I know you are allowed to leave.

 

I wonder where the innocent times have gone,

Where we played and we truly valued it.

But when tides change you leave.

 

Why did I let you have that much power?

We were friends you and I.

Closer than most, yet you trampled me.

 

I let you walk all over me, I gave you power.

You became the master of I.

Did you know what took from me?

 

Laughing and doing mischievous deeds,

We bonded and told girlish secrets.

Together we swam, dove, and dripped.

 

You were given my purest deeds.

Unfortunately, you don't know my last secret.
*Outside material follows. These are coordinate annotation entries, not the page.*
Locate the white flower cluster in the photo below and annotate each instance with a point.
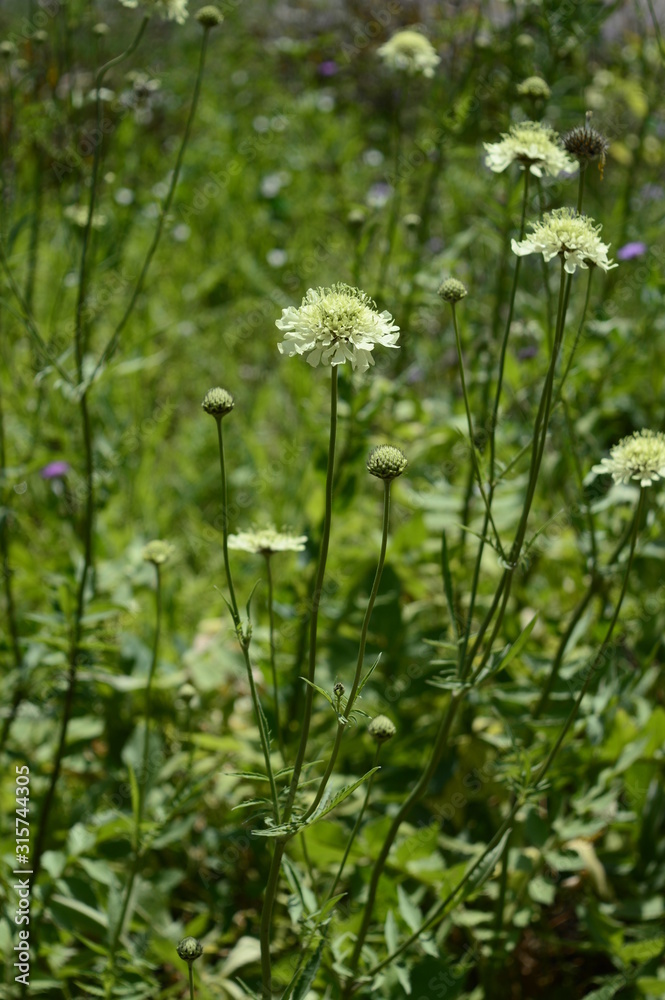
(532, 145)
(565, 233)
(170, 10)
(640, 457)
(410, 52)
(264, 541)
(335, 325)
When you pranced away, ugly seeped and dripped.

 

Perhaps this isn't fair,

I did let myself love you openly.

 I could have prevented this pain.

 

But my heart was true and fair,

Do you know the pain of living openly?

I hope you haven't, even you don't deserve this pain.

 

Working through emotions took time.

Processing and feeling slowed.

I couldn't let others in.

 

It was harder to let someone in the second time.

I kept people away, I was slowed.

Friends always at arm’s length, never let in.

 

I thought I was damaged.

I couldn't see any good.

I am scarred.

 

I kept patterns that damaged.

My worth linked to nothing good.

Can you see why I'm scarred?

 

Years after you, I found my awesome spark.
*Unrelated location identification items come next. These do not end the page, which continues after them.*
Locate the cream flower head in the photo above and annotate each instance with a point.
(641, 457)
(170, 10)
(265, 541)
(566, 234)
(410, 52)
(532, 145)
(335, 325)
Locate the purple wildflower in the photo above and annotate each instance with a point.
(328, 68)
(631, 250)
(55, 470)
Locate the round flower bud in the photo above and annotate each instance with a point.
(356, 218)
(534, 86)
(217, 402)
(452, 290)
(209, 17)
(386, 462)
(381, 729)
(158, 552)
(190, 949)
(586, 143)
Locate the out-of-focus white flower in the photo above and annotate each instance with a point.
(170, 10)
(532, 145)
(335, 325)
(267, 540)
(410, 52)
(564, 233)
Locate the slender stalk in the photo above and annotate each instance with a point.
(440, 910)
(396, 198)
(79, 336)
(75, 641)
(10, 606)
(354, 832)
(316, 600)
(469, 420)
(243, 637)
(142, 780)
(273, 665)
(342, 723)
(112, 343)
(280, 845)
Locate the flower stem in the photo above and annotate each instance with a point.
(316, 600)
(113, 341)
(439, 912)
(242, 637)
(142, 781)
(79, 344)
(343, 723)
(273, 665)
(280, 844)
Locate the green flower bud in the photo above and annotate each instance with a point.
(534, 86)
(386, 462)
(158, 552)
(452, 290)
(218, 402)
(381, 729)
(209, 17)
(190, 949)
I was able to get through my trials.

Yes, I'm still hurt but I forgive your ignorance.

 

Without pain, I never would have my unique spark.

I learned how to avoid putting others in those trials.

Thanks to you I have no ignorance.

 

I am a better person now.

You can keep your mouth shut.

I don't need your sorry anymore.

 

I have learned to live a better life now.

I still struggle to keep myself open and not shut.

But fear will not define me anymore.